When I was very young, my mum (whose literary taste is pretty good, even if I am biased) brought home a copy of Octavia Butler’s Wild Seed. I read it and it made enough of an impression on me that years later, with everything that has happened in the intervening decades, I still remembered enough of it to have a friend of mine identify it. I tracked it down, bought a new copy, and read it again. On doing so I realised that, not only had I been exposed to a remarkable piece of speculative fiction at a very young age, I had been exposed to my very first piece of queer fiction.

If a book describing a near-immortal, double-X chromosome shapeshifter who ends up fathering children isn’t queer, I’m not entirely sure what is. But that’s an entire semantical discussion for which I have neither time nor inclination.


My own interests are absorbed in human perception, and how our prejudices and preconceptions affect how we view and interact with the world around us. I see it everywhere, from the cyclist lit up like deep sea plankton nevertheless being the victim of a SMIDSY to blatant sexism, racism and homophobia. Take away the blinkers and you start to see into the cracks. The cracks aren’t in the fabric of the world: they exist in the fabric of our cultural norms and assumptions.

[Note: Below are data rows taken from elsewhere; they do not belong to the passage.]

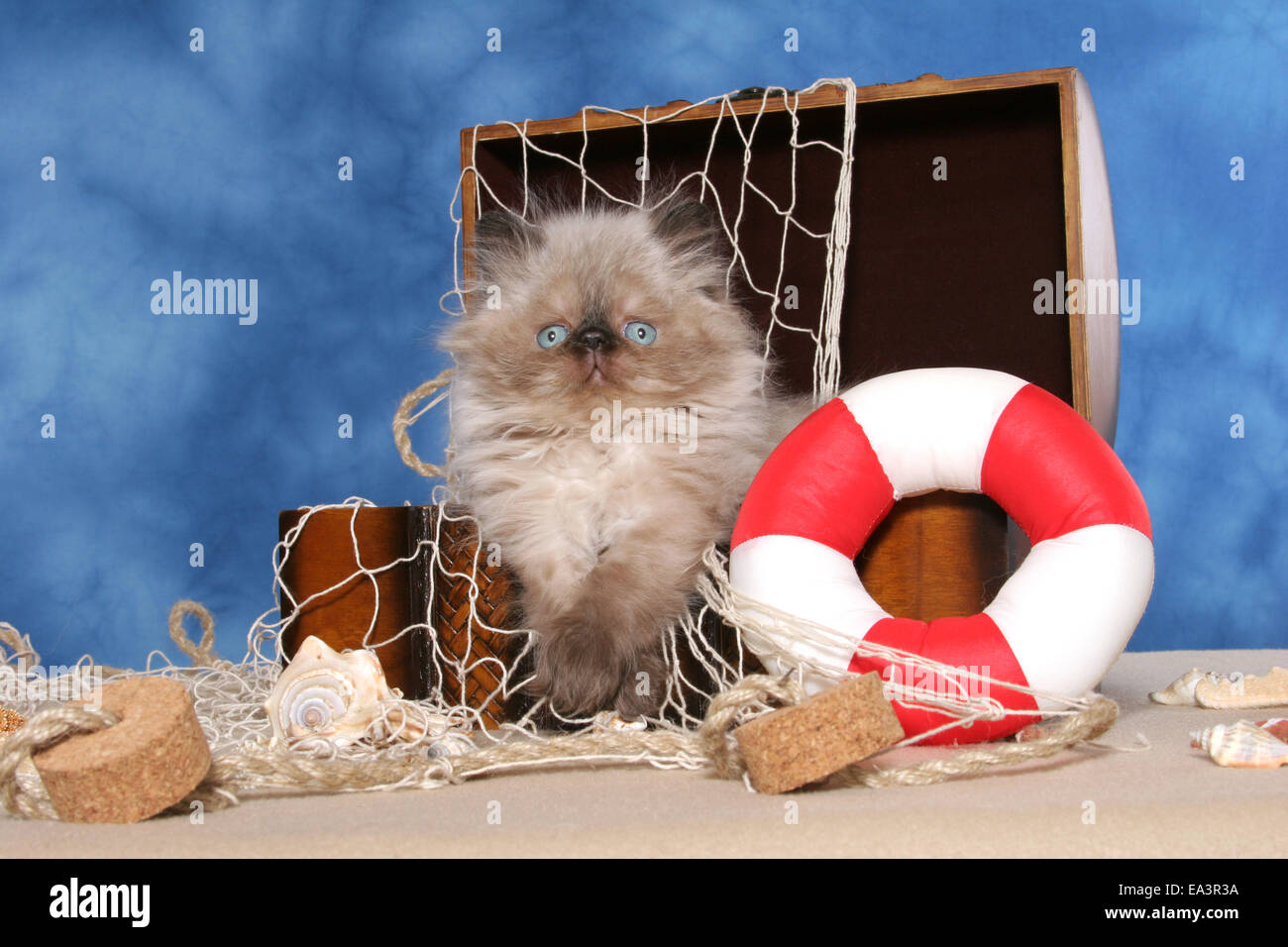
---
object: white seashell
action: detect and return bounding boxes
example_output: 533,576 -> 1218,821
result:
429,730 -> 478,758
1192,720 -> 1288,770
1194,668 -> 1288,710
265,635 -> 393,746
1149,668 -> 1216,706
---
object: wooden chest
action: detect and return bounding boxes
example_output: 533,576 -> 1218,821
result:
460,68 -> 1120,620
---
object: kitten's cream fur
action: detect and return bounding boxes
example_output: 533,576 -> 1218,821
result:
442,204 -> 803,716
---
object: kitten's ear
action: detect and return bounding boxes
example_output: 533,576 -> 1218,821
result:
474,210 -> 541,277
649,201 -> 721,254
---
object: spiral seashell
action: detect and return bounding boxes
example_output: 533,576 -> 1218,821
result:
1192,720 -> 1288,770
265,635 -> 396,745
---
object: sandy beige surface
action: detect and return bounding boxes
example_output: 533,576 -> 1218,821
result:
0,651 -> 1288,858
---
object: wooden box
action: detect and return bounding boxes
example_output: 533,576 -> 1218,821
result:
461,68 -> 1118,620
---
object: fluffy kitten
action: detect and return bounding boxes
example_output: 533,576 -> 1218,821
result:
441,201 -> 805,716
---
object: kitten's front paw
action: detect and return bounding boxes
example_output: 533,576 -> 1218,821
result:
613,647 -> 666,719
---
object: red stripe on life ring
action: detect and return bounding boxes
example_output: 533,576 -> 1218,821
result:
849,615 -> 1040,745
731,398 -> 894,559
980,384 -> 1154,545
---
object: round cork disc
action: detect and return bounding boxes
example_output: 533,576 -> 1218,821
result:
31,678 -> 210,822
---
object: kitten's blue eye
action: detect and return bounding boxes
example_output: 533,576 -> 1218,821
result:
622,322 -> 657,346
537,325 -> 568,349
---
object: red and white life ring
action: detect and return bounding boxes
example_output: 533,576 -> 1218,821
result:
729,368 -> 1154,742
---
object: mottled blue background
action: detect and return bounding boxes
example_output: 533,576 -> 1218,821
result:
0,0 -> 1288,665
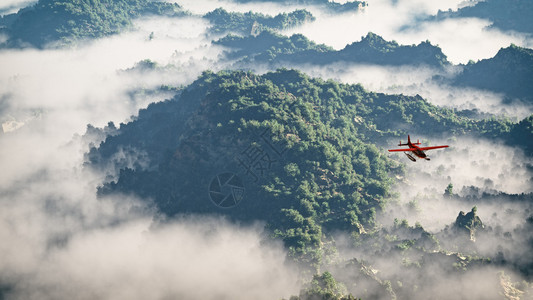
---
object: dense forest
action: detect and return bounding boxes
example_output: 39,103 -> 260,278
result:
0,0 -> 533,300
87,69 -> 533,299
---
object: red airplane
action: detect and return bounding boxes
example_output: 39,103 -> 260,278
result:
389,135 -> 449,161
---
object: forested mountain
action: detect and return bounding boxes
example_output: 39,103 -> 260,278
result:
454,45 -> 533,102
0,0 -> 533,300
87,70 -> 533,290
436,0 -> 533,33
214,31 -> 450,68
204,8 -> 315,35
0,0 -> 186,48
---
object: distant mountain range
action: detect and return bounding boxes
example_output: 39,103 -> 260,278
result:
430,0 -> 533,34
0,0 -> 187,48
214,31 -> 450,68
87,69 -> 533,299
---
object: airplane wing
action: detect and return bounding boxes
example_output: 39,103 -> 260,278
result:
420,145 -> 449,151
389,148 -> 422,152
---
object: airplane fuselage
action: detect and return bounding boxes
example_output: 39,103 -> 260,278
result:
389,135 -> 449,161
409,143 -> 427,159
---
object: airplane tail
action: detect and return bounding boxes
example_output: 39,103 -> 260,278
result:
398,135 -> 420,146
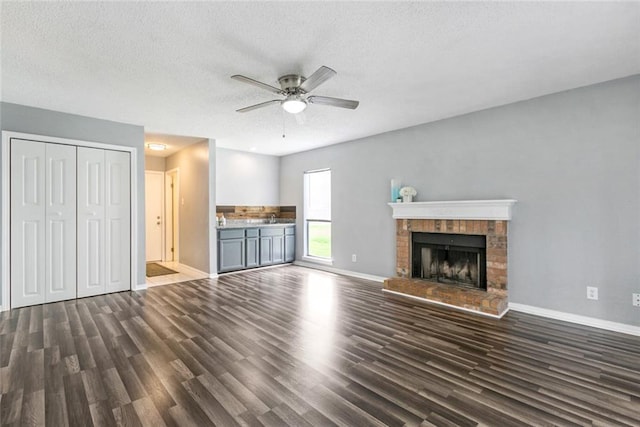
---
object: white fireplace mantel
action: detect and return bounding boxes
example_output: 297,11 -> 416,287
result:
389,199 -> 516,221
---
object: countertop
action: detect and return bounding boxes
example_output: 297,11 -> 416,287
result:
216,220 -> 296,230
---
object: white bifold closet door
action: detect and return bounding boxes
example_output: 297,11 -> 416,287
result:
78,147 -> 131,297
11,140 -> 76,307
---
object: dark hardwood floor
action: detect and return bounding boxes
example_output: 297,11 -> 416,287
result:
0,266 -> 640,427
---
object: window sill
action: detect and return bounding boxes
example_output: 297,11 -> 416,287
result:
302,255 -> 333,266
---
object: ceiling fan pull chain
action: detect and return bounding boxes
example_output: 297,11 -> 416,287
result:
282,110 -> 285,139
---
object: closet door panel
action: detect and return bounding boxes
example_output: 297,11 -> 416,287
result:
45,144 -> 77,302
77,147 -> 106,297
10,140 -> 46,307
105,150 -> 131,292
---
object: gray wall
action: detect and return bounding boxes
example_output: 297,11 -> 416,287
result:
144,156 -> 167,172
280,76 -> 640,325
215,148 -> 280,206
0,102 -> 145,304
167,139 -> 215,273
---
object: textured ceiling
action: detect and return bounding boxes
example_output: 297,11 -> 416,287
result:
0,1 -> 640,155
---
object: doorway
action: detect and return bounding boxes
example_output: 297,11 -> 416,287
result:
144,171 -> 164,262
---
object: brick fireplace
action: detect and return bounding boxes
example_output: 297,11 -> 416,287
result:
384,200 -> 515,317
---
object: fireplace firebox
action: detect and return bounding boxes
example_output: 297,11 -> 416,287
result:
411,232 -> 487,290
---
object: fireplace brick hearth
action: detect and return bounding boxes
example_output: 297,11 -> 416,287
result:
384,219 -> 508,316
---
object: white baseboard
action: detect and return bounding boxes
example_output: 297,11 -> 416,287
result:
382,289 -> 509,319
293,261 -> 387,283
509,302 -> 640,336
131,283 -> 147,292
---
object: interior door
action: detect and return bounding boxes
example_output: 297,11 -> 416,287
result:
104,150 -> 131,292
11,139 -> 76,307
144,171 -> 165,262
78,147 -> 106,297
11,140 -> 46,307
44,144 -> 77,302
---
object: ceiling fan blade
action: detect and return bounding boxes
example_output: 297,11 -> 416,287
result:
307,96 -> 360,110
300,65 -> 336,92
236,99 -> 282,113
231,74 -> 284,95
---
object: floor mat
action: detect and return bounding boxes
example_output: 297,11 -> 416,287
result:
147,262 -> 177,277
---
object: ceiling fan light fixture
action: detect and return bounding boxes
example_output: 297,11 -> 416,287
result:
282,95 -> 307,114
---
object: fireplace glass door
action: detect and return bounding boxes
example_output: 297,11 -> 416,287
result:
412,233 -> 487,289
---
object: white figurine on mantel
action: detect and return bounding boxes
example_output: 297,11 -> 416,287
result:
400,187 -> 418,203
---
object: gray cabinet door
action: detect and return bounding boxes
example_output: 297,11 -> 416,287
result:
273,235 -> 284,264
260,236 -> 273,265
284,234 -> 296,262
245,237 -> 260,268
218,239 -> 245,272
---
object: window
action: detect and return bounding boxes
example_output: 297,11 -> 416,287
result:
304,169 -> 331,260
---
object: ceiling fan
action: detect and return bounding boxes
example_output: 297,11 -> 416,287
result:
231,65 -> 359,114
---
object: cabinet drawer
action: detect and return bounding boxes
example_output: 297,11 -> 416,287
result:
219,228 -> 244,240
260,228 -> 284,237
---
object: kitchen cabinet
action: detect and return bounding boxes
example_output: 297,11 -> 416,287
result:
284,227 -> 296,262
218,229 -> 246,272
218,224 -> 295,273
245,228 -> 260,268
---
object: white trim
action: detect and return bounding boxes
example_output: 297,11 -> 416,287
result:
509,302 -> 640,336
165,168 -> 180,263
302,255 -> 333,267
382,289 -> 509,319
0,131 -> 139,311
389,199 -> 516,221
0,132 -> 11,311
293,261 -> 386,283
131,283 -> 147,292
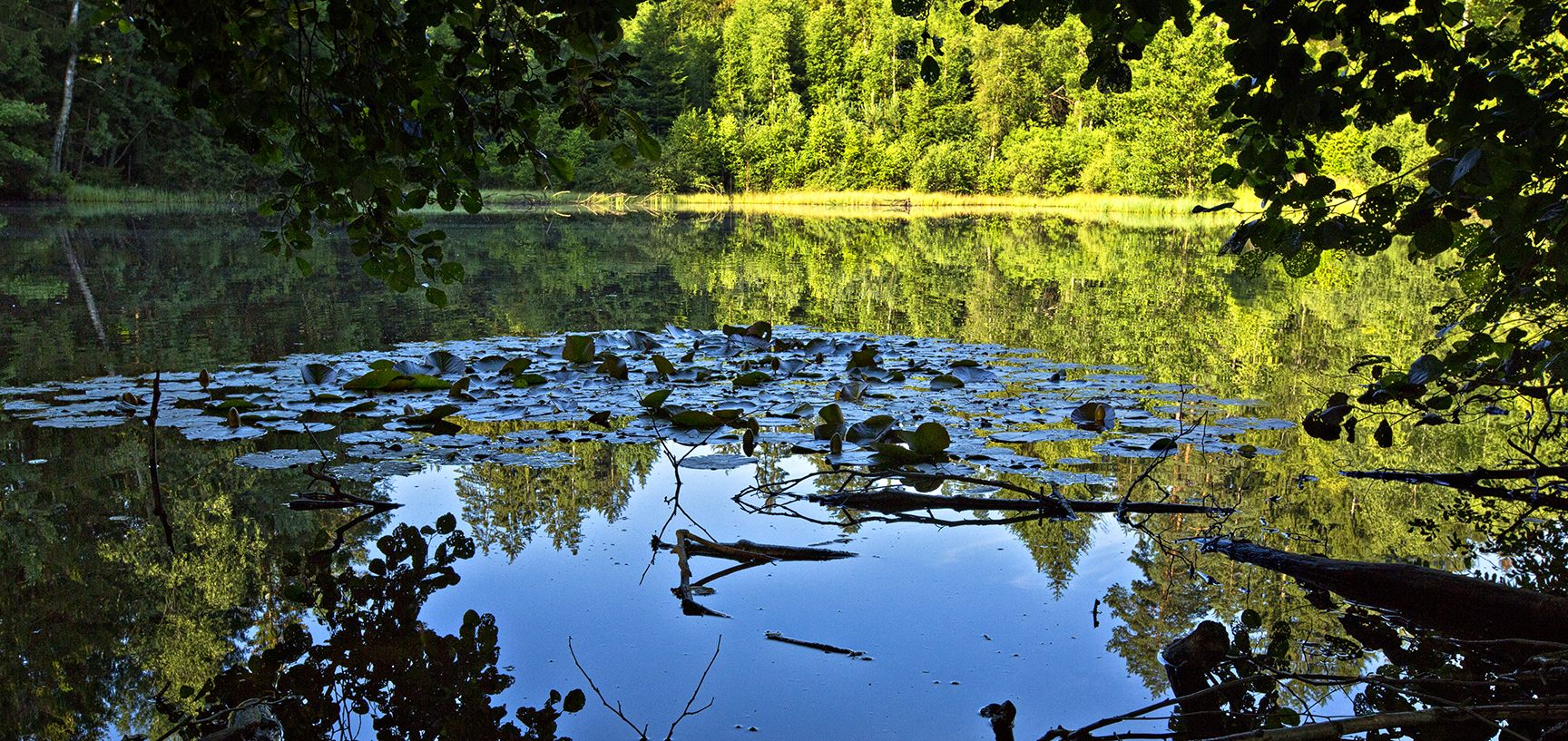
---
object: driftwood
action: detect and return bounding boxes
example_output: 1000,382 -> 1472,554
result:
664,530 -> 855,618
1208,700 -> 1568,741
762,629 -> 872,661
1161,620 -> 1230,739
808,487 -> 1232,520
980,700 -> 1017,741
654,530 -> 856,561
1202,537 -> 1568,642
1339,465 -> 1568,511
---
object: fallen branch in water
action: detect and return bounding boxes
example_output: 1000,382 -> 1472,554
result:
734,468 -> 1234,526
1200,537 -> 1568,642
806,487 -> 1234,520
1202,700 -> 1568,741
1339,465 -> 1568,511
664,530 -> 855,618
762,629 -> 872,661
566,636 -> 724,741
147,370 -> 174,553
654,530 -> 856,561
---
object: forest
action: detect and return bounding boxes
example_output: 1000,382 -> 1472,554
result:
0,0 -> 1426,198
9,0 -> 1568,741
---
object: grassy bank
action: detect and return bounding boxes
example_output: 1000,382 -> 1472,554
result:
485,190 -> 1236,227
66,185 -> 256,205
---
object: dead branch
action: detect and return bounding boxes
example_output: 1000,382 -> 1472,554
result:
762,629 -> 872,661
1339,465 -> 1568,511
147,370 -> 174,553
806,487 -> 1234,520
1204,702 -> 1568,741
566,636 -> 724,741
980,700 -> 1017,741
665,636 -> 724,741
1200,537 -> 1568,642
654,530 -> 856,561
566,636 -> 648,741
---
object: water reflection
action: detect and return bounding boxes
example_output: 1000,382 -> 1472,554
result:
0,205 -> 1524,738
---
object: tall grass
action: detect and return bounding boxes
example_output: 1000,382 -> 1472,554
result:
66,185 -> 256,205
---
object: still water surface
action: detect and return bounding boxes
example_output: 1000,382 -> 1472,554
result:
0,211 -> 1486,739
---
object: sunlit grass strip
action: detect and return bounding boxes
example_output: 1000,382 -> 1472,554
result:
659,191 -> 1208,213
66,185 -> 256,205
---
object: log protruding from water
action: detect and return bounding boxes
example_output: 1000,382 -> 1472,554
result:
1202,537 -> 1568,642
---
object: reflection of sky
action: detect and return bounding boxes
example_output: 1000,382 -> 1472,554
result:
394,465 -> 1161,739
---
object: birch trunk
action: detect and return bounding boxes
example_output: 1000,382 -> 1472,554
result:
49,0 -> 82,175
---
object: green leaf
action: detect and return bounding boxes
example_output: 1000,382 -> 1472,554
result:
562,336 -> 594,365
732,371 -> 773,387
343,368 -> 401,392
511,373 -> 549,388
908,422 -> 954,459
420,349 -> 466,376
1372,420 -> 1394,448
844,414 -> 894,445
638,388 -> 671,409
299,364 -> 338,385
562,689 -> 588,713
670,409 -> 724,429
651,353 -> 676,376
1372,147 -> 1404,172
931,373 -> 965,392
1405,353 -> 1443,384
403,405 -> 461,428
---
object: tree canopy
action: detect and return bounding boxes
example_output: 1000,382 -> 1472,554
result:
0,0 -> 1568,437
896,0 -> 1568,442
103,0 -> 657,304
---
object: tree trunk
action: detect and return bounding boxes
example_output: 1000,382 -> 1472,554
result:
1204,537 -> 1568,642
49,0 -> 82,175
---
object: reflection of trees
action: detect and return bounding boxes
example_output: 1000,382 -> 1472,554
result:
458,424 -> 659,558
0,426 -> 363,739
0,207 -> 710,384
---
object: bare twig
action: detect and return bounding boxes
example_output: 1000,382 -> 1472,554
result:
566,636 -> 648,741
665,635 -> 724,741
147,370 -> 174,553
566,636 -> 724,741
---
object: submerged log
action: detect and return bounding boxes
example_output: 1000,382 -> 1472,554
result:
762,629 -> 872,661
654,530 -> 858,561
808,487 -> 1232,520
980,700 -> 1017,741
1201,537 -> 1568,642
1339,465 -> 1568,511
1161,620 -> 1230,739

Here in the west we are largely caught in a bipolar paradigm. Light and dark, good and evil, black and white, male and female. The real world doesn’t work like that. The darkest night is the one that lets us see the stars most clearly. We are trapped by this adversarial idea of the world that has absolutely no evidence to support it.

If there is no evidence to support it here, in the real world, where the chairs and the hatstands live, then there is no place for such rigid definitions in speculative fiction, where lie the sex lives of crystalline extremophiles and the wistful desires of steampunk robots.

It was for that reason that I was pleased when the Outer Alliance was formed and immediately signed up. Their mission statement reads as follows:

As a member of the Outer Alliance, I advocate for queer speculative fiction and those who create, publish and support it, whatever their sexual orientation and gender identity. I make sure this is reflected in my actions and my work.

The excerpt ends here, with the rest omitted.